Don’t get me wrong. The appointment of the correct manager is one of the single biggest decisions a club chair ever has to make. It deserves attention. In addition, as I write this Sullivan could be close to pulling off a deal to bring a manager with a good record and a big reputation to the club. Personally, I’ll be reserving any interest in this until it gets done. We know through eight years of evidence with these owners that their actions never speak louder than their words. Do we really believe it this time?

West Ham United v Everton - Premier League
The owners continue to take loyal supporters for a ride. We need to let them know they can’t take us for granted much longer
Photo by Steve Bardens/Getty Images

On the other hand, as West Ham Twitter is completely flooded with speculation, excitement and debate over the new boss, have we really forgotten the reality of the situation? Whoever we appoint will have to work under Sullivan. Whoever we appoint will have to put up with the same crap from upstairs – the inevitable media agenda against them, the lack of planning and intelligence in the transfer market, the off-field circus surrounding the club, the empty promises.

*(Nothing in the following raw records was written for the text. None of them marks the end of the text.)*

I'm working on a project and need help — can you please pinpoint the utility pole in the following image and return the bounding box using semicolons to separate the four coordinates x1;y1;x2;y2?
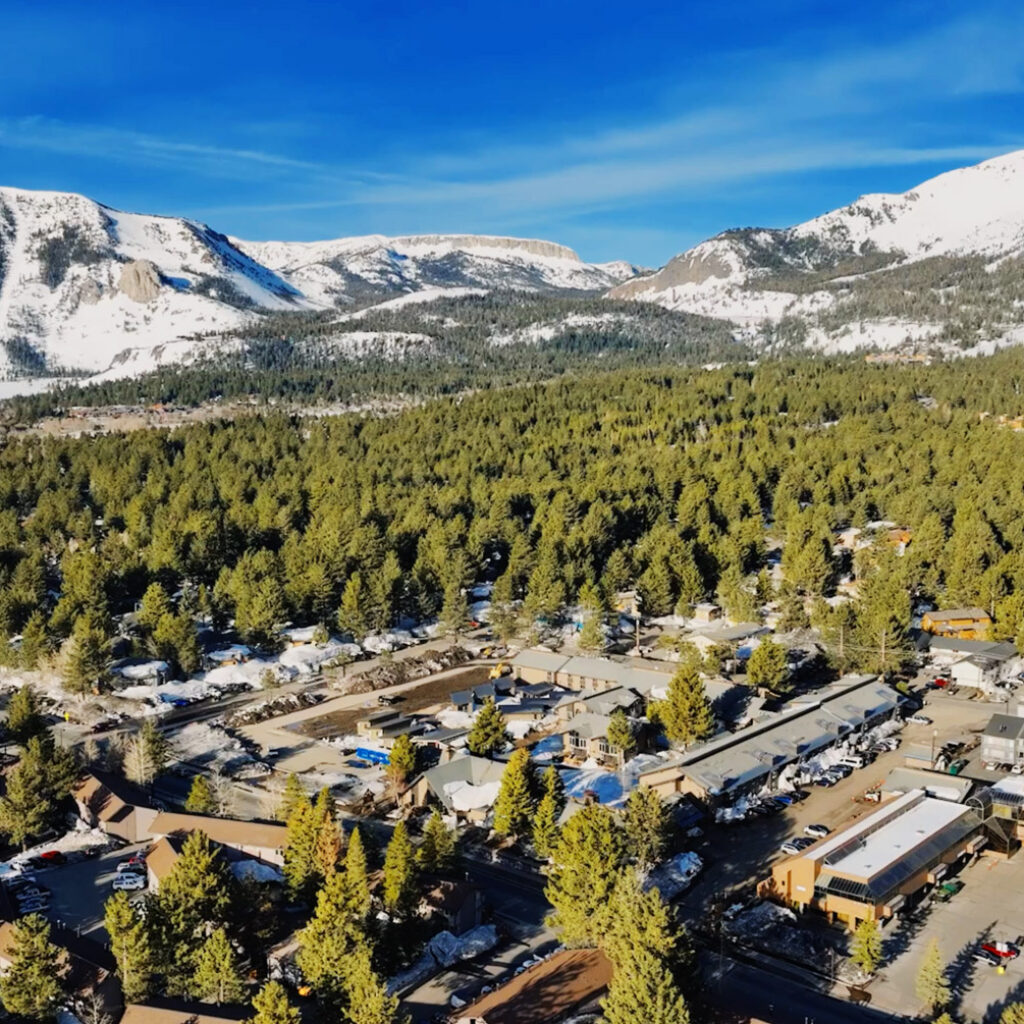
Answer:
634;593;642;656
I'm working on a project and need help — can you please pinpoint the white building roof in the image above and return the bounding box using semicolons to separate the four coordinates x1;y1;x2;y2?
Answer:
807;790;970;880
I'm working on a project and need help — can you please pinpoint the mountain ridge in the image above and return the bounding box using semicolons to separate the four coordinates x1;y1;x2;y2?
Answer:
0;186;642;377
609;148;1024;353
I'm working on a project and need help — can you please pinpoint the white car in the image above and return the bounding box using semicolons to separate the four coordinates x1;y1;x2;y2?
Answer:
907;714;932;725
112;872;147;891
803;824;831;839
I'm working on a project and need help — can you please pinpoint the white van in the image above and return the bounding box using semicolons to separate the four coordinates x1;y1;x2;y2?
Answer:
839;754;866;769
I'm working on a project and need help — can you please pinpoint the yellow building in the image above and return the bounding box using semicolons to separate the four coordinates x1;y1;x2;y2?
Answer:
921;607;992;640
761;789;985;928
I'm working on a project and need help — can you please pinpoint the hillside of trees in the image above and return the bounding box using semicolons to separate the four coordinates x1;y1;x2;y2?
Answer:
4;352;1024;672
0;293;742;421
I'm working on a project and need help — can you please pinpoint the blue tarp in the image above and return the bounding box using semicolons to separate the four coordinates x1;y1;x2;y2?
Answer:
355;747;390;766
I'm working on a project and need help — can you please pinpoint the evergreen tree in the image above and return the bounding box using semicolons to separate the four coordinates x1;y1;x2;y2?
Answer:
313;807;343;880
61;611;110;695
277;773;307;822
338;573;369;640
1000;1006;1024;1024
185;774;217;814
6;685;44;745
250;981;301;1024
386;734;417;795
545;803;626;946
746;638;789;691
606;709;636;764
138;583;173;634
601;948;689;1024
577;580;607;653
0;736;70;848
152;831;232;995
466;697;509;757
851;918;883;976
382;820;418;917
492;749;537;838
296;869;366;1009
531;766;565;859
439;576;469;636
624;786;670;871
104;891;155;1003
660;663;715;747
345;826;372;919
192;927;246;1005
523;546;566;622
19;612;50;671
417;807;456;871
489;570;521;644
342;943;410;1024
0;914;62;1022
283;797;316;899
915;938;950;1013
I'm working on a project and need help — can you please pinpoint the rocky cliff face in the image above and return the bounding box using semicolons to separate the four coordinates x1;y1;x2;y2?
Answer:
118;259;162;303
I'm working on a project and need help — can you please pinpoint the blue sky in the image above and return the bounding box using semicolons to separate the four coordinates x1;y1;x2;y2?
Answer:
2;0;1024;265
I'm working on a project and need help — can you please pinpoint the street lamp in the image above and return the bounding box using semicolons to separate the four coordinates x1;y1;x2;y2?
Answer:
634;593;643;656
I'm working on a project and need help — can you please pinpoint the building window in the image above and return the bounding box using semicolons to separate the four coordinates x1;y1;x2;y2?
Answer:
597;739;611;755
569;732;585;749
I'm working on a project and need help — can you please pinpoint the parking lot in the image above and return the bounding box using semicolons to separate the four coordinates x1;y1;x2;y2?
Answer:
870;851;1024;1021
14;842;147;938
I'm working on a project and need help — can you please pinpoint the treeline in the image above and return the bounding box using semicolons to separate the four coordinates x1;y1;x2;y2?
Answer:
0;293;742;421
5;355;1024;673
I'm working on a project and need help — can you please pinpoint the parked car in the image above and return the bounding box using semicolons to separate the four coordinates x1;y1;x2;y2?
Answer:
973;949;1002;967
112;873;147;891
803;824;831;839
816;775;838;787
931;677;950;688
935;879;964;902
907;714;933;725
38;851;66;865
828;764;853;778
772;794;795;807
982;942;1020;960
17;899;48;915
780;840;805;856
949;759;970;775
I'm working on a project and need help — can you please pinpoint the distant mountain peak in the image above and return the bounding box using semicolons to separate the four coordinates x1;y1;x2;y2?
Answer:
609;148;1024;355
0;187;640;378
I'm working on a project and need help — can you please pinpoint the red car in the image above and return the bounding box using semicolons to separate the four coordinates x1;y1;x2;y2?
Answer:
982;942;1020;960
38;851;66;864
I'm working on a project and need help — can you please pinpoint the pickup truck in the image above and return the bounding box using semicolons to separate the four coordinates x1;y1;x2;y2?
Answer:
934;879;965;902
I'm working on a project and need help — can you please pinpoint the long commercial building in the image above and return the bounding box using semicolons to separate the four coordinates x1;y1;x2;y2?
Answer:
639;674;899;805
762;789;985;927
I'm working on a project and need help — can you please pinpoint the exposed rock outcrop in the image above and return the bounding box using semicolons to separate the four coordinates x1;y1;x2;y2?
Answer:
117;259;162;303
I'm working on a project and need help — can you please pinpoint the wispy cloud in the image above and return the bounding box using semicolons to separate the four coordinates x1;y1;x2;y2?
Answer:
3;6;1024;243
0;117;327;177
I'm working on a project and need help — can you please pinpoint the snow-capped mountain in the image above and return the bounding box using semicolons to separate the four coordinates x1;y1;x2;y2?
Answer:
231;233;642;307
0;187;642;377
0;187;308;375
610;149;1024;353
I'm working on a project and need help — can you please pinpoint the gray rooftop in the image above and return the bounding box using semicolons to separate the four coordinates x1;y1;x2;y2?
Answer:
417;755;507;813
640;673;889;797
929;637;1016;659
984;714;1024;741
511;650;570;673
561;712;614;741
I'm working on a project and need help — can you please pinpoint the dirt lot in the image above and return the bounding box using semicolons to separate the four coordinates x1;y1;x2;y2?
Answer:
292;664;493;739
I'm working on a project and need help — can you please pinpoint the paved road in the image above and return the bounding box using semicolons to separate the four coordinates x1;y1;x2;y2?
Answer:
704;952;912;1024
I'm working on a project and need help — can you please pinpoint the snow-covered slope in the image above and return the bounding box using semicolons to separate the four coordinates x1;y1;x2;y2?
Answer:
233;233;643;308
610;149;1024;351
0;185;643;378
0;187;308;374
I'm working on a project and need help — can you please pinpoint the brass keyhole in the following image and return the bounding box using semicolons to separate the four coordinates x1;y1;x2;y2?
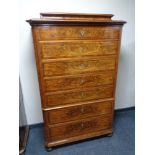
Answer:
80;30;85;37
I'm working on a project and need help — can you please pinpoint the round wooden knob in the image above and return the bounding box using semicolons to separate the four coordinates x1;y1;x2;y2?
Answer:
79;64;88;69
60;44;66;51
80;92;86;98
80;79;85;84
81;107;84;113
81;122;84;128
79;46;85;52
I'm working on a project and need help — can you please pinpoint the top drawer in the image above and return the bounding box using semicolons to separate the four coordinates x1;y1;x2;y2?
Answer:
38;26;121;40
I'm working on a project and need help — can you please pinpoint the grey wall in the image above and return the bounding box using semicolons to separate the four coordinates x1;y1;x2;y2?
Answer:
19;0;135;125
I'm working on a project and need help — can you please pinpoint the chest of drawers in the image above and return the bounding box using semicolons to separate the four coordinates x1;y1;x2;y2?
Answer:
27;12;126;149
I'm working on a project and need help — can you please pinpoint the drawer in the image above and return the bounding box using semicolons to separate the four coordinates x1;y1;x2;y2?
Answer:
44;100;113;124
43;57;116;76
40;40;119;59
47;114;112;141
44;71;115;92
38;26;121;40
45;85;114;107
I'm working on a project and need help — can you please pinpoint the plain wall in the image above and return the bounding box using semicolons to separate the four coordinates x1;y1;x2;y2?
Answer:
19;0;135;125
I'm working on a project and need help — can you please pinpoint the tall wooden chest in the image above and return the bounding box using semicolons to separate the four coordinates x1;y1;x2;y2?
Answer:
27;12;126;149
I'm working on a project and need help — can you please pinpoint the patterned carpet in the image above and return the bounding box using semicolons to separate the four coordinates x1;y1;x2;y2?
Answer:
25;109;135;155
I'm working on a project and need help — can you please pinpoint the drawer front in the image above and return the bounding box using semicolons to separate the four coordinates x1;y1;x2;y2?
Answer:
44;100;113;124
44;72;115;92
43;57;116;76
38;26;121;40
40;41;119;59
47;115;112;141
46;86;114;107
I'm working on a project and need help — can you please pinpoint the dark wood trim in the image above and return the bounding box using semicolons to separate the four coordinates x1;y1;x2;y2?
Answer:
26;12;126;26
26;19;126;26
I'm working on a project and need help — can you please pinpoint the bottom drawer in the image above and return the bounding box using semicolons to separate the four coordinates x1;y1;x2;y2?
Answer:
47;114;112;141
44;100;113;125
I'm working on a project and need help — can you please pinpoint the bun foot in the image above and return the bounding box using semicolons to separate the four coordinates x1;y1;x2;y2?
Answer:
107;132;113;137
45;147;52;152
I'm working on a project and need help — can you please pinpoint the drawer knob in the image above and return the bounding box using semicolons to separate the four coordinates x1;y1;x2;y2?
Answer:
79;64;88;69
61;44;66;51
81;107;84;113
81;122;84;128
79;46;85;52
80;79;85;84
79;64;84;69
80;92;86;98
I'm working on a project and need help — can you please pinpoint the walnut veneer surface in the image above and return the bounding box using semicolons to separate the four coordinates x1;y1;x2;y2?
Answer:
27;12;126;149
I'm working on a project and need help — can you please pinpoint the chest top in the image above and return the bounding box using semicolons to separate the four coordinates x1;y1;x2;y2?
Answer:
26;12;126;26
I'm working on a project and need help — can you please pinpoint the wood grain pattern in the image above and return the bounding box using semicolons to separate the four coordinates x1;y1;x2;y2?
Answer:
38;26;121;40
47;114;112;141
40;40;119;59
44;71;115;92
44;100;113;124
43;57;116;76
46;85;114;107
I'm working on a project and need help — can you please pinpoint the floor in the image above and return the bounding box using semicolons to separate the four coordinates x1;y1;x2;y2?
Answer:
25;109;135;155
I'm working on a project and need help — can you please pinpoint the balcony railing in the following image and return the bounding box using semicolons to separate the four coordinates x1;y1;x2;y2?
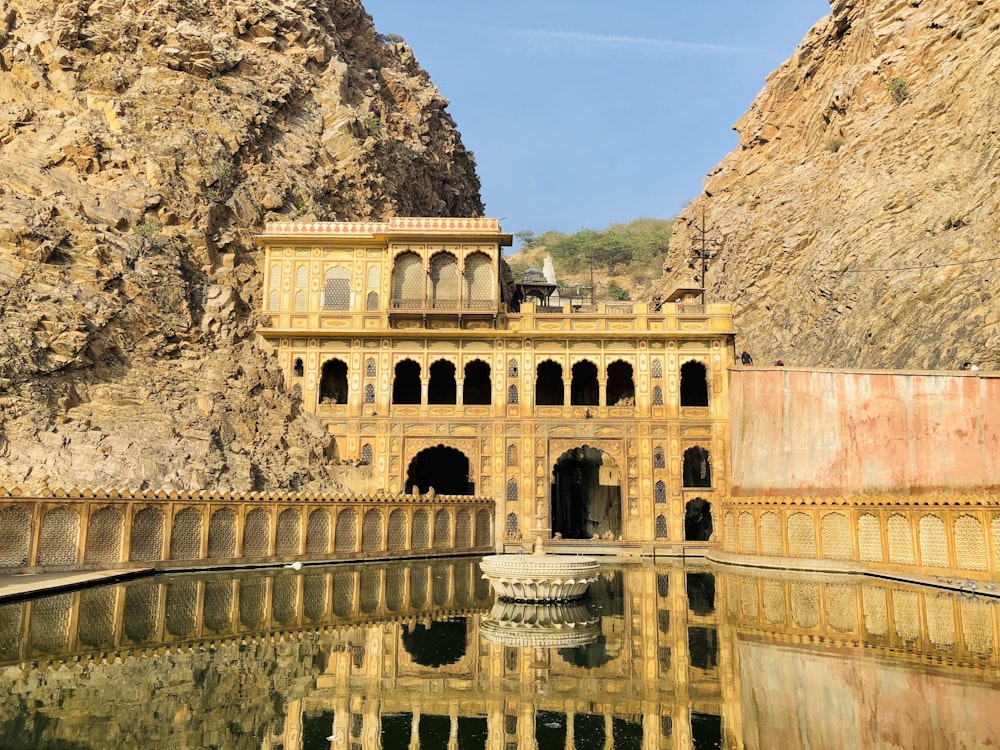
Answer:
390;299;496;312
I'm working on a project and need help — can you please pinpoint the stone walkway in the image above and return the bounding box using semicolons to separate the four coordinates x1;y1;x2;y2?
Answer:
0;568;153;602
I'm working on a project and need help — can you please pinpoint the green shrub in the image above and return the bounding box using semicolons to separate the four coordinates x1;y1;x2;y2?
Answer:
885;77;910;104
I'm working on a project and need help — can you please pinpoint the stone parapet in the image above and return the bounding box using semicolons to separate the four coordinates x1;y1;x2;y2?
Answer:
716;494;1000;588
0;491;494;573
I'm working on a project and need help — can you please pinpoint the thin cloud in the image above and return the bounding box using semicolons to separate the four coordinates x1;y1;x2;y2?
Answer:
490;27;757;57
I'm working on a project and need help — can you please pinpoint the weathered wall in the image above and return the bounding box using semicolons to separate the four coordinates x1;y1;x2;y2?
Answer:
729;368;1000;496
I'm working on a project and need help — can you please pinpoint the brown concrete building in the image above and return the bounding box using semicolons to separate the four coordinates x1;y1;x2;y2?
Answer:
254;217;737;554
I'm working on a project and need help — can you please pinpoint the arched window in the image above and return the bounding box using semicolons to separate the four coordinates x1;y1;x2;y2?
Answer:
268;264;281;311
429;253;460;307
366;291;379;310
508;359;518;378
535;360;564;406
364;383;375;404
655;515;668;539
652;359;663;379
654;447;665;469
322;266;350;310
367;265;380;289
428;360;457;404
506;444;518;467
391;252;423;305
680;361;709;407
508;384;519;405
294;265;308;312
364;358;376;378
463;360;491;405
655;480;666;504
506;480;518;501
571;360;599;405
683;447;712;488
293;358;304;377
607;360;635;406
464;252;494;303
319;359;348;405
653;385;664;406
392;359;421;404
361;444;373;465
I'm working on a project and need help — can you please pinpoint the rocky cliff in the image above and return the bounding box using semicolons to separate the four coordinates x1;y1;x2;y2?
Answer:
667;0;999;370
0;0;484;493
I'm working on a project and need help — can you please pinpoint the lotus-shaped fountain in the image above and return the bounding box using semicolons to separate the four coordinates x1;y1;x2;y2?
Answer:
479;544;599;602
480;600;600;648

Nothing will change until Sullivan changes. For me, it doesn’t matter who we appoint. Whoever we appoint, whether it’s Rafa Benitez or Manuel Pellegrini, Steve McClaren or Peter Reid – they will all have to work within the severe constraints of our arrogant, deluded owners who will always choose to protect themselves over the interests of the club. Whoever gets the job will have to perform near-miracles to give these fans the success they crave. Moyes was deemed well below standard. Best of luck to his successor!

Meanwhile, the transfer window is already open, and with this pledged restructure already seemingly behind schedule, I still fully expect West Ham to spend another window miles behind our rivals in terms of the quality of our transfer policy, from scouting, to identifying the right players, to the end result of being able to close the deal. The new manager will only be able to work with what they’ve got.

Ultimately, we need to focus our attention as fans on what’s really important at this club, and what is going to make the key difference to our fortunes next season. While appointing the right manager is a priority, we need to ask ourselves what the common denominator in our struggles for the past several seasons actually is.

We also need to remember exactly who to hold accountable for delivering success at this club, especially given the promises they made only a few months ago. A big name manager will not make this go away.